Sports

Caleb Williams Caps Brilliant Sophomore Season With Heisman Trophy

When coach Lincoln Riley bolted from the University of Oklahoma after last season, and his star freshman quarterback Caleb Williams followed, along with a boatload of other transfers to the University of Southern California, the expectation was that U.S.C. would return to the upper echelon of college football.

That expectation was met — and then some. U.S.C. won 11 games, seven more than last season, and its highest win total since 2017. If it had not been for a loss in the Pac-12 championship, U.S.C. would be in the College Football Playoff for the first time, with a chance to win its first national title since 2004.

The national championship will evade the Trojans this season, but Williams, who won the Heisman Trophy on Saturday night in New York, gives U.S.C. a consolation prize.

Williams, who has been celebrated for his pregame outfits and painted nails, wore a custom tan suit designed by Gucci and Adidas, along with “boots that look like loafers” and clear nail polish.

Williams was brilliant all season, beating defenses with his arms and legs, finishing with 4,075 passing yards and 47 touchdowns. His value was never more apparent than in U.S.C.’s Pac-12 championship loss to Utah, in which he sustained a leg injury that left him hobbling. Though Williams managed to stay in the game, U.S.C.’s offense could not muster anything with him injured.

Despite finishing his sophomore season as college football’s most outstanding player, Williams didn’t start out as the favorite. Late-night television starts for West Coast teams, in conjunction with a Pac-12 conference that historically has been lackluster, may have kept Williams’s name off early-season Heisman favorite lists.

But after a game against rival U.C.L.A., then ranked No. 18, in which Williams willed his team to victory by amassing 503 total yards (470 passing, 33 rushing), along with three touchdowns, he was seemingly a lock to win the Heisman. (The game also began at 8 p.m. Eastern time.)

“It took an entire season for the rest of the country to catch on,” said Carson Palmer, the former U.S.C. quarterback and 2002 Heisman winner.

It was the second year that Ohio State quarterback C.J. Stroud smiled and clapped as another finalist won the Heisman Trophy. Last year, Stroud was a finalist but finished last in voting among the group, as Alabama’s Bryce Young took home the award. Young was not a finalist this year, and Stroud was the favorite to win for most of the season, especially after a game against Michigan State in which he threw for 361 yards and six touchdowns. But Stroud struggled over the final stretch of the season, including in a 45-23 loss to Michigan.

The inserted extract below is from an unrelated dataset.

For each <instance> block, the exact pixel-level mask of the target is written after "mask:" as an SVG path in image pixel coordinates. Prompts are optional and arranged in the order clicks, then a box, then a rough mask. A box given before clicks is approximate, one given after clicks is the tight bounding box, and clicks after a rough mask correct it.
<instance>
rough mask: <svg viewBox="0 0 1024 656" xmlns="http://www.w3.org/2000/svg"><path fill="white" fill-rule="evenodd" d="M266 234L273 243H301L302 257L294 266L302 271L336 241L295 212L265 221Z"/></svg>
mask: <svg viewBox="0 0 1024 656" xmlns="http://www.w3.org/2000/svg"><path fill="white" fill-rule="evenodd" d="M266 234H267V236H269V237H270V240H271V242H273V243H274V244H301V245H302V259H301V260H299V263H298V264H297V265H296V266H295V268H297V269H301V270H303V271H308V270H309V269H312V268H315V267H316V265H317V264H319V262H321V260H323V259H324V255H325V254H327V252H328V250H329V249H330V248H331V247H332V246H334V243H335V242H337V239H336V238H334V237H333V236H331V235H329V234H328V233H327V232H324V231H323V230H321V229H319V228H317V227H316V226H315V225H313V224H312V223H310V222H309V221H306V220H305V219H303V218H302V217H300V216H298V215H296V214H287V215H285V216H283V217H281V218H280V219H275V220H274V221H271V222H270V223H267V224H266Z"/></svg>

This might have been Stroud’s last chance at the Heisman. He will be eligible for the N.F.L. draft after this season, and he is projected to be a first-round pick.

Of the finalists, Texas Christian quarterback Max Duggan seemed the most improbable victor before the season. Duggan, a three-year starter, was benched in favor of the redshirt freshman Morris, then thrust back into the starting lineup after Morris was injured in the first week. Duggan led Texas Christian to a 12-1 record and a College Football Playoff berth, and his numbers were stellar — 3,321 passing yards, 36 touchdowns — and yet still a step behind Williams.

Georgia quarterback Stetson Bennett was aiming to be the Bulldogs’ first winner since Herschel Walker in 1982. Walker, a former walk-on, was the only finalist to win his conference title game, but he didn’t have the gaudy statistics of the other players.

Williams is U.S.C.’s eighth Heisman winner — technically — but the N.C.A.A. vacated Reggie Bush’s 2005 win after determining that he and his family had accepted hundreds of thousands of dollars in gifts from two California agents while he was in college. Bush returned the award in 2010, and he was initially banned from associating with U.S.C. permanently, but the ban was reduced to 10 years in 2017.